Fibroblast activation protein (FAP) is abundantly expressed in the stroma of most human solid tumors. Clinical-stage radiolabeled FAP ligands are increasingly used as tools for the detection of various cancer lesions. To unleash the full therapeutic potential of FAP-targeting agents, ligands need to remain at the tumor site for several days after administration. We recently described the discovery of OncoFAP, a high-affinity small organic ligand of FAP with a rapid accumulation in tumors and low uptake in healthy tissues in cancer patients. Trimerization of OncoFAP provided a derivative (named TriOncoFAP, or OncoFAP-23) with improved FAP affinity. In this work, we evaluated the tissue biodistribution profile and the therapeutic performance of OncoFAP-23 in tumor-bearing mice. OncoFAP-23 was radiolabeled with the theranostic radionuclide Lu. Preclinical experiments were conducted on mice bearing SK-RC-52.hFAP (BALB/c nude mice) or CT-26.hFAP (BALB/c mice) tumors. Lu-OncoFAP and Lu-FAP-2286 were included in the biodistribution study as controls. Toxicologic evaluation was performed on Wistar rats and CD1 mice by injecting high doses of OncoFAP-23 or its cold-labeled counterpart, respectively. Lu-OncoFAP-23 emerged for its best-in-class biodistribution profile, high and prolonged tumor uptake (i.e., ∼16 percentage injected dose/g at 96 h), and low accumulation in healthy organs, which correlates well with its potent single-agent anticancer activity at low levels of administered radioactivity. Combination treatment with the tumor-targeted interleukin 2 (L19-IL2, a clinical-stage immunocytokine) further expands the therapeutic window of Lu-OncoFAP-23 by potentiating its in vivo antitumor activity. Proteomics studies revealed a potent tumor-directed immune response on treatment with the combination. OncoFAP-23 and Lu-OncoFAP-23 exhibited a favorable toxicologic profile, without showing any side effects or signs of toxicity. OncoFAP-23 presents enhanced tumor uptake and tumor retention and low accumulation in healthy organs, findings that correspond to a strongly improved in vivo antitumor efficacy. The data presented in this work support the clinical development of Lu-OncoFAP-23 for the treatment of FAP-positive solid tumors.

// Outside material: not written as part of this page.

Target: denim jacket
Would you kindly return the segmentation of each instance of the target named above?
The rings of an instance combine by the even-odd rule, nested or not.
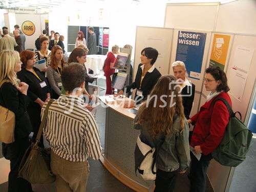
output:
[[[147,131],[147,128],[150,125],[143,122],[141,126],[136,124],[137,121],[138,115],[134,119],[134,127],[140,130],[140,139],[143,142],[157,148],[161,140],[164,138],[156,160],[157,169],[165,172],[173,172],[179,168],[186,170],[188,167],[190,158],[188,143],[189,129],[186,119],[184,120],[185,127],[181,133],[180,118],[179,117],[173,123],[174,133],[165,136],[160,134],[155,137],[153,137]]]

成纤维细胞激活蛋白 (FAP) 在大多数人类实体瘤的基质中大量表达。临床阶段放射性标记的 FAP 配体越来越多地被用作检测各种癌症病变的工具。为了释放 FAP 靶向剂的全部治疗潜力,配体需要在给药后几天内留在肿瘤部位。我们最近描述了 OncoFAP 的发现,这是一种 FAP 的高亲和力小分子有机配体,在癌症患者中具有快速在肿瘤中积累和在健康组织中摄取低的特点。OncoFAP 的三聚化提供了一种衍生物(命名为 TriOncoFAP,或 OncoFAP-23),其 FAP 亲和力得到了改善。在这项工作中,我们评估了 OncoFAP-23 在荷瘤小鼠中的组织分布特征和治疗性能。OncoFAP-23 用治疗放射性核素 Lu 进行放射性标记。在携带 SK-RC-52.hFAP(BALB/c 裸鼠)或 CT-26.hFAP(BALB/c 小鼠)肿瘤的小鼠中进行了临床前实验。Lu-OncoFAP 和 Lu-FAP-2286 作为对照包含在生物分布研究中。通过分别给 Wistar 大鼠和 CD1 小鼠注射高剂量的 OncoFAP-23 或其冷标记物,对其进行了毒理学评价。Lu-OncoFAP-23 因其最佳的生物分布特征、高且持续的肿瘤摄取(即,96 小时时约为 16% 注入剂量/克)和在健康器官中的低积累而脱颖而出,这与其在低放射性给药水平下的有效单药抗癌活性很好地相关。与肿瘤靶向白细胞介素 2(L19-IL2,一种临床阶段的免疫细胞因子)联合治疗进一步通过增强其体内抗肿瘤活性来扩大 Lu-OncoFAP-23 的治疗窗口。蛋白质组学研究表明,联合治疗会引发强烈的肿瘤导向免疫反应。OncoFAP-23 和 Lu-OncoFAP-23 表现出良好的毒理学特征,没有显示出任何副作用或毒性迹象。OncoFAP-23 表现出增强的肿瘤摄取和肿瘤保留以及在健康器官中的低积累,这些发现与体内抗肿瘤疗效的显著改善相对应。本工作中提供的数据支持 Lu-OncoFAP-23 用于治疗 FAP 阳性实体瘤的临床开发。